La storia della creatività umana è ricca di proficui incontri tra scrittori ed artisti, tra poeti e pittori, tra narratori e scultori: curiosi osservatori gli uni, attenti lettori gli altri. Tra i più recenti, quello avvenuto tra il 2000 e il 2001 tra lo scrittore austriaco Christoph Ransmayr e l’artista tedesco Anselm Kiefer, a Barjac, nel sud della Francia, dove quest’ultimo risiede. Su quale terreno e con quali esiti sia avvenuto lo “scambio”, per il lettore italiano è ora possibile apprezzarlo grazie a questo libretto contenente due testi dell’austriaco (Christoph Ransmayr, Radiosa fine. Il non nato, trad. di Giovanni Giri, Introduzione di Anna Li Vigni, Liberilibri, Macerata 2009, p. 77, € 15,00).

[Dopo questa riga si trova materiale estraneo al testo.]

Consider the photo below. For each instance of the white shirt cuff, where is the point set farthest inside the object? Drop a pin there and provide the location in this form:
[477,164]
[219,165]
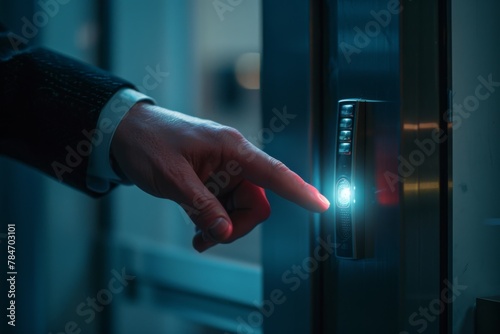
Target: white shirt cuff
[100,173]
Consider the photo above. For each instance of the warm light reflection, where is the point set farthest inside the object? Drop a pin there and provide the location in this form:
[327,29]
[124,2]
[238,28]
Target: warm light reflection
[420,126]
[420,186]
[247,70]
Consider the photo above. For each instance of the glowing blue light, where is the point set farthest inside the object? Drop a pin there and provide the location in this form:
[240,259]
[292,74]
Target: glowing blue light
[343,193]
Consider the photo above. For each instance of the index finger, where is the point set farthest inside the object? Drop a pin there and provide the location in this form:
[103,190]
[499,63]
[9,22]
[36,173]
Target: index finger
[268,172]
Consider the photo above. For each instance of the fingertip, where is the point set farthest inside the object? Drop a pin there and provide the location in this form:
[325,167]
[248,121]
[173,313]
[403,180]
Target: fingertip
[324,201]
[219,230]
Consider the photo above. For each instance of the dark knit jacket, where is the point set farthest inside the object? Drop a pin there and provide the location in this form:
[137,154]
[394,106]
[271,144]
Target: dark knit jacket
[48,106]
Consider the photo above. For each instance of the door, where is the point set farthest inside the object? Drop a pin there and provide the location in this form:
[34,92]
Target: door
[396,54]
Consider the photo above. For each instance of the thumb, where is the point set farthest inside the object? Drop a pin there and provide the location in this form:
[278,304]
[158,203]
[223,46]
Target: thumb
[204,209]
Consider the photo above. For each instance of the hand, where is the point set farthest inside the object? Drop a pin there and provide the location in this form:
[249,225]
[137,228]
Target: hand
[211,170]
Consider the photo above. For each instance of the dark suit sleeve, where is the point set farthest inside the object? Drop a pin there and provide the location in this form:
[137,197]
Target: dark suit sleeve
[48,106]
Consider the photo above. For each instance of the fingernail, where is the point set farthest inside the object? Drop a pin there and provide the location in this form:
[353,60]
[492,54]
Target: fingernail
[324,200]
[218,230]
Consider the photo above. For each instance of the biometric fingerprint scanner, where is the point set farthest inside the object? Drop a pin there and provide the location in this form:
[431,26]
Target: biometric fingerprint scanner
[345,123]
[345,135]
[345,148]
[347,110]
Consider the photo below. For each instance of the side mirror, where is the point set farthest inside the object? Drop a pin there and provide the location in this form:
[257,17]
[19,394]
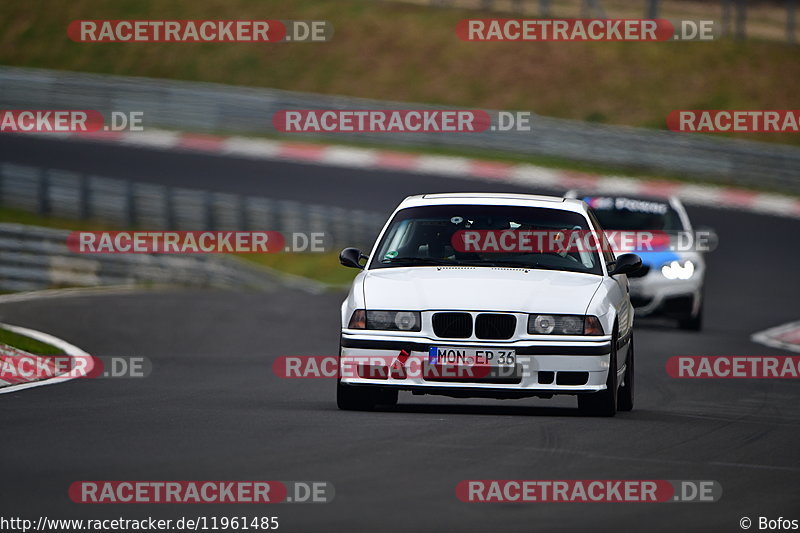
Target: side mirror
[626,264]
[705,239]
[351,257]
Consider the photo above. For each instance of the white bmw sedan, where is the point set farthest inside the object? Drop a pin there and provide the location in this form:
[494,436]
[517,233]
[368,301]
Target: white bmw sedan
[476,295]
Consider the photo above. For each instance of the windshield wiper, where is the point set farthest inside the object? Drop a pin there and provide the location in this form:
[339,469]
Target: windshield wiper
[418,260]
[510,264]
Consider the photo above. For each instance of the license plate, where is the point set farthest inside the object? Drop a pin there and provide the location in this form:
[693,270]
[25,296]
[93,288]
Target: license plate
[446,355]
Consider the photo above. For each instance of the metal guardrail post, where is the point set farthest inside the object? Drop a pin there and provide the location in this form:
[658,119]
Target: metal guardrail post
[130,204]
[84,198]
[170,214]
[210,217]
[44,192]
[651,12]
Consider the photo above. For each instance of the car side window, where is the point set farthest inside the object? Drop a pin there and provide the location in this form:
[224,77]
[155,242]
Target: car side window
[608,253]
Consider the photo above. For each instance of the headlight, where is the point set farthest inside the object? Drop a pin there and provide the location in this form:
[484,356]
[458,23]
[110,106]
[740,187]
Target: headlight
[386,320]
[564,325]
[676,270]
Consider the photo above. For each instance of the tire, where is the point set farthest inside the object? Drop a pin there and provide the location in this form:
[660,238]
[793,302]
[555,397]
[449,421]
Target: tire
[603,403]
[692,323]
[625,394]
[350,398]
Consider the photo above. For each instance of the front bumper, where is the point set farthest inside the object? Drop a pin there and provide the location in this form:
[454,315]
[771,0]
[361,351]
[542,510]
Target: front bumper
[542,367]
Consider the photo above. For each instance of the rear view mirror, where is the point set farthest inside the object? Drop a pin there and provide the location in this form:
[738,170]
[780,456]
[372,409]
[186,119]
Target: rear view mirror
[351,257]
[626,264]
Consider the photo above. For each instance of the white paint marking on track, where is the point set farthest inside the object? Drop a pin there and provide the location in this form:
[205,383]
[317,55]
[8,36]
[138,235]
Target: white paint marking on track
[769,337]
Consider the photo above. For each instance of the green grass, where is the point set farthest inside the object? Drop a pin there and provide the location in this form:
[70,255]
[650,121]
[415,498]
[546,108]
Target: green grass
[27,344]
[411,53]
[323,267]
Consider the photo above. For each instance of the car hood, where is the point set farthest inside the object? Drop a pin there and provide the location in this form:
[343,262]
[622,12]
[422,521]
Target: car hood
[479,289]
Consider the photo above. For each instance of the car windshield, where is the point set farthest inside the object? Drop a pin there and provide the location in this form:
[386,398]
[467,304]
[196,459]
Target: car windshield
[428,236]
[632,214]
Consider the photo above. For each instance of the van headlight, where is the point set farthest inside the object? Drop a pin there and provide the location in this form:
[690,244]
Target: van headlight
[386,320]
[676,270]
[564,325]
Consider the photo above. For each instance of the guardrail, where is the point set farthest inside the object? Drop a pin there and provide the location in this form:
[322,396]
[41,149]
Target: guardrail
[210,107]
[34,258]
[130,204]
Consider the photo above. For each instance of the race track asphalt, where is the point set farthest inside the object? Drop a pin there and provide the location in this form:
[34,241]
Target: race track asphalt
[213,409]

Ransmayr (Wels, 1954), residente ormai dal 1994 a West Cork, in Irlanda, è da tempo noto al lettore italiano grazie a Feltrinelli (che ne ha pubblicato i romanzi Il mondo estremo, Gli orrori dei ghiacci e delle tenebre, Il morbo Kitaharaha, fino al più recente La montagna volante). Il pittore e scultore Kiefer (Donauschingen, 1945), che è anche disegnatore di scenografie e costumi, è considerato uno dei più grandi tedeschi viventi. Allievo di Joseph Beuys, è stato a lungo accusato di filo-nazismo per essersi fatto fotografare nel saluto hitleriano in luoghi di particolare significato storico e mitologico per la Germania: in realtà Kiefer è uno dei pochi artisti che nel dopoguerra abbia avuto il coraggio di affrontare la più recente storia del popolo tedesco con il preciso intento di distruggerne i tabù. 

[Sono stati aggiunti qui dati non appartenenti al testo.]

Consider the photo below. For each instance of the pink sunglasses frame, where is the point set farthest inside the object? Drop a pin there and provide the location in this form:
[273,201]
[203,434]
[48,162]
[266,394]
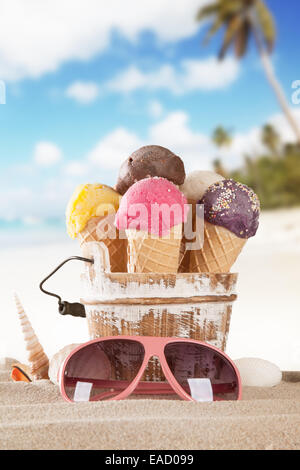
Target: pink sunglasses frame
[153,346]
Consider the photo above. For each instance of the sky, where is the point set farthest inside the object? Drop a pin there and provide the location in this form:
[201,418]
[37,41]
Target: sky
[88,82]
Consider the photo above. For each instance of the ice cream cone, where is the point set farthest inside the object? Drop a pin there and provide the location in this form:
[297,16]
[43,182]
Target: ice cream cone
[220,250]
[37,359]
[148,253]
[102,229]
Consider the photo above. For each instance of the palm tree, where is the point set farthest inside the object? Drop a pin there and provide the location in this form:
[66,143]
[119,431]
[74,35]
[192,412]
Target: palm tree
[271,138]
[221,137]
[242,19]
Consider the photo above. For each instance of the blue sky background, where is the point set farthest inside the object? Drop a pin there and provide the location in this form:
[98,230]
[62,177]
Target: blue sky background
[136,88]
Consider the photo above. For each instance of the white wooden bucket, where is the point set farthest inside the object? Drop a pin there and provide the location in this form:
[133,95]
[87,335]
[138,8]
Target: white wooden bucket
[185,305]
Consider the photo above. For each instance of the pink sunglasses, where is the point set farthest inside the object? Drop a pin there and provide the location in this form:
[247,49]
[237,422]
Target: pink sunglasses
[111,368]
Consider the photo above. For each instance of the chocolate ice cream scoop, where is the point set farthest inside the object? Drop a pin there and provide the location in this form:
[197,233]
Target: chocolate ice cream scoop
[150,161]
[233,206]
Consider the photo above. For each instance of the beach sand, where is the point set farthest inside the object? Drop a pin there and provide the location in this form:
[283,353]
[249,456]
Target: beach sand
[34,416]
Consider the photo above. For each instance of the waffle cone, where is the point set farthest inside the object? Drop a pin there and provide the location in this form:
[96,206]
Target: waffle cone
[220,250]
[102,229]
[148,253]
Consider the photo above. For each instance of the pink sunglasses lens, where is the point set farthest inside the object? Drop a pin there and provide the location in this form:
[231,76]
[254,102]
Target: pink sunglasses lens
[202,372]
[102,370]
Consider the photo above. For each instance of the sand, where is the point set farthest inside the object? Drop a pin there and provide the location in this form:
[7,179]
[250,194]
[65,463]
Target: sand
[34,416]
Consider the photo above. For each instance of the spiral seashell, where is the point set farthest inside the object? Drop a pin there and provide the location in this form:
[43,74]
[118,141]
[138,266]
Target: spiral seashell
[37,359]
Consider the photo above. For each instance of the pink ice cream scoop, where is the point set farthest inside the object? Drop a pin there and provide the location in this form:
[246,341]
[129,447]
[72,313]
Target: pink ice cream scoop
[153,205]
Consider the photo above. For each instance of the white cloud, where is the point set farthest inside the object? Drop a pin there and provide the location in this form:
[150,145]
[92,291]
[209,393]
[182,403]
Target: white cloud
[75,168]
[114,148]
[47,154]
[37,37]
[174,133]
[205,74]
[102,163]
[83,92]
[155,109]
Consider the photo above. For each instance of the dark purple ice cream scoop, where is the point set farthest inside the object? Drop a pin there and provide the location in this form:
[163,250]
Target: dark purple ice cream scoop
[233,206]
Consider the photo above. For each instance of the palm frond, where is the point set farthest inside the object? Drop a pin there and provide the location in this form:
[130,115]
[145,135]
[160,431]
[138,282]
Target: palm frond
[232,28]
[266,23]
[217,24]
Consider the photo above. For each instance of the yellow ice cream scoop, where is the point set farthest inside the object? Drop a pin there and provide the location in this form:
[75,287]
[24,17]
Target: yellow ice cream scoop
[89,200]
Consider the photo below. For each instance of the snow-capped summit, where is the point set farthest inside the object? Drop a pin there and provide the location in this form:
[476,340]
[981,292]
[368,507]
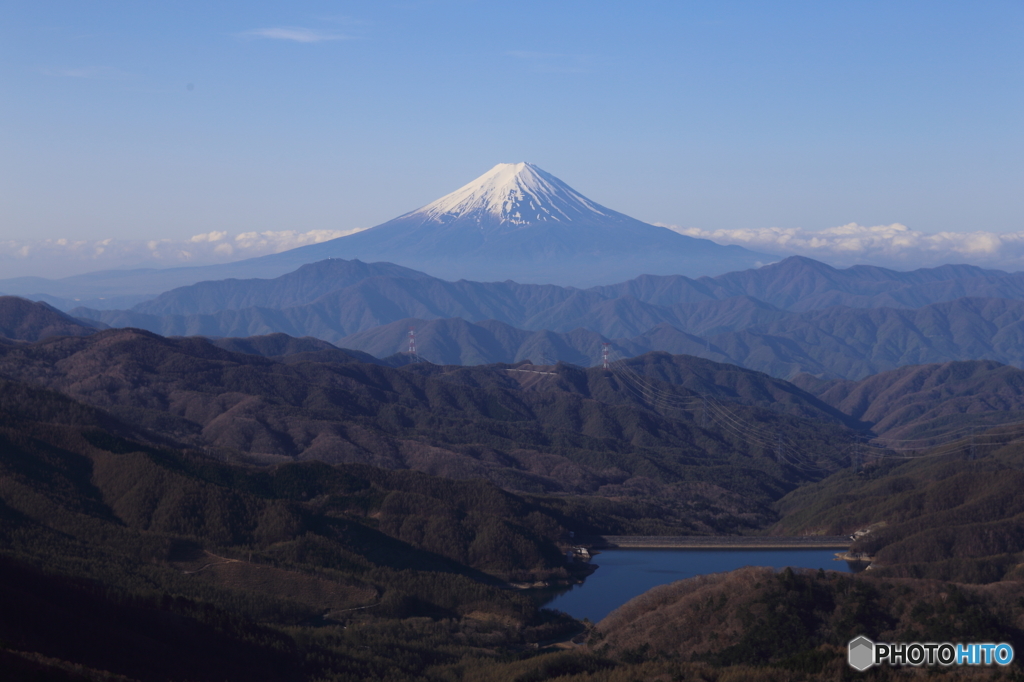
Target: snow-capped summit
[519,222]
[516,195]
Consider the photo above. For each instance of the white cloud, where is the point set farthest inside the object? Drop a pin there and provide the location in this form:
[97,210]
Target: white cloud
[60,257]
[295,34]
[893,246]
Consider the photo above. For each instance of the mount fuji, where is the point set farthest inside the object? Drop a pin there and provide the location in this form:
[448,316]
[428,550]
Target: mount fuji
[517,221]
[514,222]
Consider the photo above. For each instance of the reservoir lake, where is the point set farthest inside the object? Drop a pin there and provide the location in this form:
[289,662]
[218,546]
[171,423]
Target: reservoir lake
[624,573]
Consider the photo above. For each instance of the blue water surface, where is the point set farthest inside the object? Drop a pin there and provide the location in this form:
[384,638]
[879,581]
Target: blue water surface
[627,573]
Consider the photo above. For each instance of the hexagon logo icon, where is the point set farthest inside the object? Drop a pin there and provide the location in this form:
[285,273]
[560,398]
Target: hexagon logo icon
[861,653]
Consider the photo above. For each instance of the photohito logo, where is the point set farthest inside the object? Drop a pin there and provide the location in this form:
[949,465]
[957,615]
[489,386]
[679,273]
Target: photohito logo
[862,653]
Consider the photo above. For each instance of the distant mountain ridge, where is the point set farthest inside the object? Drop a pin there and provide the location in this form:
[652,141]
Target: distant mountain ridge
[515,221]
[518,221]
[764,320]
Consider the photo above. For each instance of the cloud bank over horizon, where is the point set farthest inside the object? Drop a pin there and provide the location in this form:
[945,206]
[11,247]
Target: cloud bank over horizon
[55,258]
[894,246]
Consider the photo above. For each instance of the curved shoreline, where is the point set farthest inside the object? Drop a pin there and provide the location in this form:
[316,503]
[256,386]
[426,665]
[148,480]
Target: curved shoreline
[718,542]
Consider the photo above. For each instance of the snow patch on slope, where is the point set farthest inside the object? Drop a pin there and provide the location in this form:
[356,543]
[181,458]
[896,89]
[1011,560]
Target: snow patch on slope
[514,194]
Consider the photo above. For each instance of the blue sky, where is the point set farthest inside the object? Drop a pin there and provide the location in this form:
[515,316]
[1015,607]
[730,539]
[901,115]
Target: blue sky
[132,121]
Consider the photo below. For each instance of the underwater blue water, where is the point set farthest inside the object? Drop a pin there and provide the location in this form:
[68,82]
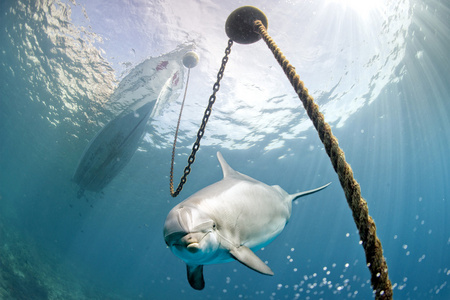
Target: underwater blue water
[56,78]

Dopo aver percorso strade a lungo parallele che hanno preso le mosse dalle tragedie del XX secolo, Ransmayr e Kiefer si sono incontrati nella comune, fatalistica accettazione del caso quale governatore del destino umano e dell’intero universo. Il pessimismo di Ransmayr non ammette appelli ed appigli, non è radicale, piuttosto vuole essere radicale, distruttivo (ed in ciò è davvero allievo degno di Thomas Bernhard). Il progetto di “liberazione” pensato da Ransmayr in Radiosa fine, cioè la dissoluzione dell’identità individuale attraverso la disidratazione a Tanezrouft, “il deserto dei deserti”, è una prodigiosa testimonianza di fede nell’esistenza dell’io poetico. Un io che è tanto poco ironico, come invece vorrebbe far credere di essere Ransmayr, che pensa di poter trascinare nella catastrofe l’intero cosmo: “Io sono il tracollo della termoregolazione, io sono la rovina che tutto inghiotte. Mi concentro in tutto e mi riduco”.

Così come Kiefer, l’austriaco nutre una speciale ossessione per il cielo e le costellazioni. L’artista nutre una fede speciale nel mito cosmico cabalistico di Isaac Lurja, gnostico ebreo del XVI secolo. La pioggia di cenere che Kiefer ha immaginato cadere sulla terra nel suo dipinto Questa oscura luce che cade dalle stelle non è altro che metafora del male che, secondo Lurja, ha iniziato a pervadere il pianeta degli uomini dopo una sorta di big bang, cui lui dà il nome di Tsim Tsum. L’oscurità notturna in cui Ransmayr e Kiefer s’incontrano, evocata in Il non nato, finisce con l’essere il “brodo primordiale”, il “cuore di quella catastrofe mitica durante la quale si rappresero i vasi della luce divina”, ora imprigionata nei “frantumi della sciagura”.

La sciagura che in Kiefer ha il peso e il colore del “piombo ovunque” delle sue opere. In realtà il viaggio immaginario negli spazi infiniti per l’artista tedesco non è altro che ricerca di quella “meravigliosa pura possibilità” che sono i “non nati”, cioè “tutto ciò che attende di essere creato”, come riconosce lo stesso Ransmayr. A differenza di quanto vorrebbe intravedere la Li Vigni nell’introduzione a questo libro, storicizzando (“E’ ora di guardare oltre. Non verso un oltre escatologico. Ma verso un oltre cosmico che ridimensioni la Storia e i suoi delitti”), è lo stesso scrittore austriaco a cogliere nelle opere del tedesco una “rivelazione”, dunque il manifestarsi di un “altro”, diverso dall’io poetico, dal cosmo visibile: “E’ laggiù, in un buio in cui ogni raggio di luce, ogni scintilla appare come una rivelazione, che ora Kiefer vuole condurci”.